Missing from Ableman’s rather compelling presentation: an honest discussion of the political viability of these proposals. Even if you were to accept that they are sound ideas (and many of them are), there is very little room for them in our current political landscape. How do we get there? His essential point was that we now need to back up a fairly widespread attitudinal shift in our thoughts on food (there is general agreement that a food crisis is looming) with substantial changes in practice. All well and good, but the means by which these changes can be brought about need to be addressed in more detail. Some of the proposals are too far from the mainstream and don’t have a hope of gaining traction anytime soon: banning pesticides in Toronto was tough enough; the prospects for banning lawns are non-existent. But many of the proposals could be implemented relatively easily and quickly if the will to do so could be found. A more nuanced discussion of some of the pragmatic issues would have been welcome. What role might progressive or charitably minded businesses play? What funding mechanisms would need to be established? Which of the proposals are worth tackling first?

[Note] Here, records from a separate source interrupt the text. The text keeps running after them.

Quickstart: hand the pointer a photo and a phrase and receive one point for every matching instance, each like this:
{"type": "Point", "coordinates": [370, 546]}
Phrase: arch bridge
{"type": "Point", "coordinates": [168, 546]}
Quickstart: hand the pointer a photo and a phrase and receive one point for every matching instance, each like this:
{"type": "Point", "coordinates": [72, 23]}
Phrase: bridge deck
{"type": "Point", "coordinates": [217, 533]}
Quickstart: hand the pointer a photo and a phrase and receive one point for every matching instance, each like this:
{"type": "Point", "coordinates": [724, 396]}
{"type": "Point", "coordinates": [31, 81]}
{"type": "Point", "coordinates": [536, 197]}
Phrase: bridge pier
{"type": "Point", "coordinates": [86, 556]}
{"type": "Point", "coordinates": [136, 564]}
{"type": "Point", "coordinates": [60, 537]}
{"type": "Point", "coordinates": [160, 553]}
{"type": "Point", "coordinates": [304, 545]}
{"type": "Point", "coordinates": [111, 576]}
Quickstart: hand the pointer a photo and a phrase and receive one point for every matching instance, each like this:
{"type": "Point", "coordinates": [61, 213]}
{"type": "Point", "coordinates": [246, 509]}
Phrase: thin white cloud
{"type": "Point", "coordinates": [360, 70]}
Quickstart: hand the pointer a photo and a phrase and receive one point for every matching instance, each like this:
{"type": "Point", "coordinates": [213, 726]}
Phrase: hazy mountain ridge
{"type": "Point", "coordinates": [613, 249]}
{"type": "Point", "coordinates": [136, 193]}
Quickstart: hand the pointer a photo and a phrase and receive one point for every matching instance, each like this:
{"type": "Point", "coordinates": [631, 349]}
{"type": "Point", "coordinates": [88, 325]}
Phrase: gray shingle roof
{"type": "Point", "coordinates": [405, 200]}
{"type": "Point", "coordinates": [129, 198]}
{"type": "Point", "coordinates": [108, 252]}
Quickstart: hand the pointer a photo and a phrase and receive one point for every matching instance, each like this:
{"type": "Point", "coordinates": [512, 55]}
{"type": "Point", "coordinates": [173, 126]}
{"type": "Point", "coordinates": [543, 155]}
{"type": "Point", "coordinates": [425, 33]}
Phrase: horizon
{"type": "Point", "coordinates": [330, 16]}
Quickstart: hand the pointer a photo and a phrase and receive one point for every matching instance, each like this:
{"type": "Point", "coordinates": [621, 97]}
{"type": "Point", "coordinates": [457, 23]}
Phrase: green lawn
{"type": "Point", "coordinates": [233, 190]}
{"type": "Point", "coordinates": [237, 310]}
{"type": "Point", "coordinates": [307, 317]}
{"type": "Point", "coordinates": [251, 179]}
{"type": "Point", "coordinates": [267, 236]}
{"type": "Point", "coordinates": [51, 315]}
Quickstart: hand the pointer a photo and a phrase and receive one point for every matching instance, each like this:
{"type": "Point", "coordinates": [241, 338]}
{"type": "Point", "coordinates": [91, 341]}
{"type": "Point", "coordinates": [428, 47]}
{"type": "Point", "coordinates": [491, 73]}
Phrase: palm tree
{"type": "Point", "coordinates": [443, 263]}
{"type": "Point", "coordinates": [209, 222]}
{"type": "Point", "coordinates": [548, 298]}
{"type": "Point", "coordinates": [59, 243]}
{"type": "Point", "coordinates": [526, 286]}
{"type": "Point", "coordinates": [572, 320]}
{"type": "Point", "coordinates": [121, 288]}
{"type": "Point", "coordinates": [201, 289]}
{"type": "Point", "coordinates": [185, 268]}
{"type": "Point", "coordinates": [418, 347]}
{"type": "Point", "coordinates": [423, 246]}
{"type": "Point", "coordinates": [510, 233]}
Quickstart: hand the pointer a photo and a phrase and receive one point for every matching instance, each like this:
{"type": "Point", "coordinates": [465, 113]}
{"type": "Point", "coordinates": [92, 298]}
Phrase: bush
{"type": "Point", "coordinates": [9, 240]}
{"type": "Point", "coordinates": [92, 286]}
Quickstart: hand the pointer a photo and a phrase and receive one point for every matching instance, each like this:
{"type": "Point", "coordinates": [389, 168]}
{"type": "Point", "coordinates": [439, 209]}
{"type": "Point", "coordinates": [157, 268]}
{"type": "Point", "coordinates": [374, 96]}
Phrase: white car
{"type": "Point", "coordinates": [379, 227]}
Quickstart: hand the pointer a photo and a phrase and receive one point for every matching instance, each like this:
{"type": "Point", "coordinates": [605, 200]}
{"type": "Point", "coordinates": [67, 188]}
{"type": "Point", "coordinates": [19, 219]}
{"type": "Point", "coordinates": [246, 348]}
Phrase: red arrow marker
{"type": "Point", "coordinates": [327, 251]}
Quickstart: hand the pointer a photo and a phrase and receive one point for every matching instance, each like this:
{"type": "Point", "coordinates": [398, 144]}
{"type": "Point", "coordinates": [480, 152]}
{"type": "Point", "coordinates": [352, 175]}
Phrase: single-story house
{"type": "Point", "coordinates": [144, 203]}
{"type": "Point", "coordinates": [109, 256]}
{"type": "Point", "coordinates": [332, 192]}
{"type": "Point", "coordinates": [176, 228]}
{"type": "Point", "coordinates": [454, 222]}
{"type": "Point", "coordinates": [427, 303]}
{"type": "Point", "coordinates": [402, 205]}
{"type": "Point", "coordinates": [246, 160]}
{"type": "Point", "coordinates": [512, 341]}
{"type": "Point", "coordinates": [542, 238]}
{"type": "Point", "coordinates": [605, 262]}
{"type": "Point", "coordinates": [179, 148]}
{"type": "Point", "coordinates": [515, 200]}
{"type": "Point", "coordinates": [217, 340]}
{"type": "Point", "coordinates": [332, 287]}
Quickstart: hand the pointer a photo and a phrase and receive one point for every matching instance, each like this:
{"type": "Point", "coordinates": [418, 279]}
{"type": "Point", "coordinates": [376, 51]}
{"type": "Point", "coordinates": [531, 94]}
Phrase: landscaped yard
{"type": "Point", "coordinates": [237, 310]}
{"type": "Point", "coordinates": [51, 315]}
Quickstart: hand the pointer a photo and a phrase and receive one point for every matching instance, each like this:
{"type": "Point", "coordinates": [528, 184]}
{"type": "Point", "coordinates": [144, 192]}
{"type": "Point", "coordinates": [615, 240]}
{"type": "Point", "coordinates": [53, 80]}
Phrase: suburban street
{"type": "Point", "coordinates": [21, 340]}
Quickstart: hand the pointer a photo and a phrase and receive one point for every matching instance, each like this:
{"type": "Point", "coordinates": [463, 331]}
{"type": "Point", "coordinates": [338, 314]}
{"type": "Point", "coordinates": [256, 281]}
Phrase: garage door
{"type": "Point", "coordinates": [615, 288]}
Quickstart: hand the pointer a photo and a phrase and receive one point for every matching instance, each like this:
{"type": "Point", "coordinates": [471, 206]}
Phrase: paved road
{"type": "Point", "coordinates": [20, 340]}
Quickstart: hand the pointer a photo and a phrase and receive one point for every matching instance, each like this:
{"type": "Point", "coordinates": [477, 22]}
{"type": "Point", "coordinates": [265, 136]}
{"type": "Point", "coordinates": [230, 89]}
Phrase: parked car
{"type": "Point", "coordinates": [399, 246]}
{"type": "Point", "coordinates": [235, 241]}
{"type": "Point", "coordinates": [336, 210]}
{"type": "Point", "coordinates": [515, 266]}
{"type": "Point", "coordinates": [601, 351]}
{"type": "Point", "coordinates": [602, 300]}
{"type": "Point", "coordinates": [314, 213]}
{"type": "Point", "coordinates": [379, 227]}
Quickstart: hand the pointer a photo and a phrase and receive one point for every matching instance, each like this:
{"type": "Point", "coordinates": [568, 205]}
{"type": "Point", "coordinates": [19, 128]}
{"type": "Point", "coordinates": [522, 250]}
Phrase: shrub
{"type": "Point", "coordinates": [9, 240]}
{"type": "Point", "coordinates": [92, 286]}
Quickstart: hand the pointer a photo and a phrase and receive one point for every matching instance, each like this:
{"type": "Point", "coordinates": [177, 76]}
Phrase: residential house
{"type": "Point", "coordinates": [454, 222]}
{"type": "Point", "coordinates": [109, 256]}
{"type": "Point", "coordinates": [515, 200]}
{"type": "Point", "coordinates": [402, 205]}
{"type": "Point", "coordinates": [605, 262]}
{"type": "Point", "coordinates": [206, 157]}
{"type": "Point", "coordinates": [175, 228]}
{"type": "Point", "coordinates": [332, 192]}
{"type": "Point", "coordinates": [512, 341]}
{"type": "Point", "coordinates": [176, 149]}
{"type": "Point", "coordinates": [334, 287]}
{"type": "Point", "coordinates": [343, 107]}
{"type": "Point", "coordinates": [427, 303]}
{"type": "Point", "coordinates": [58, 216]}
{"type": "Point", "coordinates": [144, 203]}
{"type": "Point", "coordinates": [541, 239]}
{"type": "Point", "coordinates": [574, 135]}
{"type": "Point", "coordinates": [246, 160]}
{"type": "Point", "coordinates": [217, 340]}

Panellists Elizabeth Driver, Steven Teeple, and Debbie Field followed up Ableman’s address with some Toronto-specific presentations. Culinary historian Elizabeth Driver gave a brief overview of food-oriented gardening in Toronto, highlighting the significance of kitchen and victory gardens, as well as the influence of various immigrant groups in developing a local food-production culture. Architect Steven Teeple described the building that will be going up at 60 Richmond Street East, a housing cooperative and case study in sustainable design. The structure will include growing spaces that will be supported by an on-site rainwater cistern and composting facility. Finally, Debbie Field, executive director of FoodShare, convincingly cast urban farming as a tool for community renewal, using many of FoodShare’s existing projects as illustrations of the socio-economic benefits of urban farming.
Michael Ableman said, during his talk, that “farming is not a spectator sport.” All in all, the speakers did their job: they made a convincing case for urban farming as a feasible and necessary tool for both environmental and social advancement. What remains is to see whether the audience members who were convinced—and based on the cheering, there were many—do theirs.